Starlink, ecco come Musk ha vinto la sfida dei satelliti

Tempi di latenza molto bassi

Di sicuro la bassa orbita, dai 400 ai 1.500 chilometri dal suolo, permette dei tempi di latenza molto bassi rispetto ai satelliti che stanno in orbita geosincrona, da sempre utilizzati anche per la trasmissione dati. Con Starlink per avere una risposta a un nostro comando andiamo sulle decine di millisecondi, quasi non si avverte, se non quando si lavora su siti che fanno continuamente interruzioni di linea. Certamente la tecnologia di bassa orbita cambia le carte in tavola, dato che l’utente di fatto vede sempre satelliti diversi, perché a quell’altezza, che poi non è tanto diversa da quella della Stazione spaziale internazionale, Iss, ogni satellite fa il giro del nostro mondo in 90 minuti o poco più. È un altro mondo rispetto al geosincrono che vedo sempre immobile nel cielo, ma troppo lontano. Poco importa, il sistema funziona e lo spostamento degli utenti verso Starlink dà ragione, una volta di più a Elon Musk. Con la prossima serie di satelliti, che saranno in grado di trasferire fra loro richieste e dati degli utenti, il servizio dovrebbe ancora migliorare.

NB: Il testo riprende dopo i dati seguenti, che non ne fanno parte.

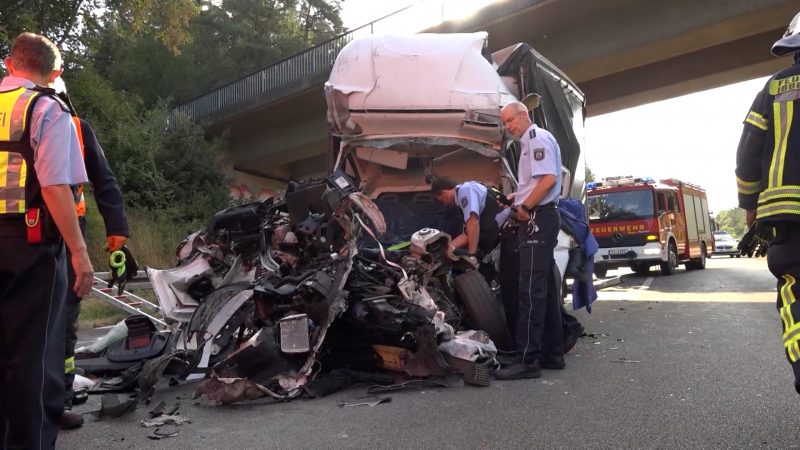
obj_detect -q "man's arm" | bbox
[464,213,481,255]
[42,184,94,297]
[517,174,557,220]
[81,120,130,237]
[736,86,769,226]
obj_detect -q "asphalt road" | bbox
[58,258,800,449]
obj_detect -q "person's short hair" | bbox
[9,33,62,75]
[431,177,456,195]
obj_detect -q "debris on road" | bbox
[339,397,392,408]
[140,414,192,428]
[147,428,178,440]
[611,356,641,363]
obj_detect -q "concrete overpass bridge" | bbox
[173,0,800,189]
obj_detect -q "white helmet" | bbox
[772,13,800,56]
[50,77,67,94]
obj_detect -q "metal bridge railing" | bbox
[168,0,476,123]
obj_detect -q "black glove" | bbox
[108,245,139,296]
[739,220,775,257]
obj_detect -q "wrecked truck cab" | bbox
[325,32,585,207]
[325,32,585,324]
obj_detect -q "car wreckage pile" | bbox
[78,172,510,403]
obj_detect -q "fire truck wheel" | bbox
[661,241,678,275]
[631,263,650,275]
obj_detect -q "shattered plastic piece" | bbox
[97,394,136,418]
[139,414,192,428]
[147,428,178,440]
[367,380,449,394]
[194,375,284,404]
[75,320,128,354]
[72,374,96,391]
[147,400,167,419]
[611,356,641,363]
[439,330,497,361]
[339,397,392,408]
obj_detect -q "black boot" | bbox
[541,356,567,370]
[494,360,542,380]
[58,409,83,430]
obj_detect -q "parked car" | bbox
[714,231,742,258]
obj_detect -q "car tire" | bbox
[453,270,514,351]
[631,263,650,275]
[686,245,706,270]
[661,242,678,275]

Seimila satelliti in orbita, che si aggiungono alle migliaia già esistenti per tutt’altri scopi e di varie nazioni, forse non disturbano chi guarda le stelle in cielo e ne vede qualcuno passare, inesorabilmente dato quanti sono, provare per credere, ma certamente sono un problema per chi il cielo lo usa come laboratorio avanzato di Fisica e che si serve di telescopi super perfezionati costati qualche miliardo.

Inquinamento luminoso

Le strisce nelle immagini astronomiche dovute a Starlink sono oramai una costante, nelle immagini professionali più spinte così come nelle riprese degli appassionati con attrezzature amatoriale, comunque oggi capaci di ottime prestazioni. Per dire la verità Starlink ha, in modo meritevole, lavorato molto con l’Unione Astronomica Internazionale, Iau, per mitigare al più possibile la riflessione della luce solare sul metallo dei satelliti. Il problema comunque rimane dato che il numero di satelliti continua a salire, e ne sono previsti ancora a migliaia. All’orizzonte poi ci sono altre costellazioni simili in linea di partenza, quella chiamata Kuiper di Amazon in prima fila, che ne prevede al momento 3.263 in orbita.

Fattore chiave: vettori di lancio

Il vero asso nella manica di SpaceX è però il rapporto biunivoco fra i satelliti e i vettori di lancio, i Falcon 9, che sono oramai i mattatori di questo campo con 96 lanci nel 2023, 63 dei quali usati per Starlink, e più di cento previsti per questo 2024.

La riusabilità di questi vettori, ce ne sono che hanno servito ben 21 lanci, ha reso economicamente sostenibile il progetto Starlink e viceversa questo ha stimolato lo sviluppo di questi notevoli lanciatori riusabili. Questo è senz’altro il miglior progetto a basso costo visto in campo spaziale finora e Falcon 9 attualmente lancia anche i satelliti europei visto che i nostri vettori Ariane 6 e Vega-C sono ancora in sviluppo, si spera ancora per pochi mesi. Qualche preoccupazione per questo monopolio di fatto c’è anche in Usa comunque.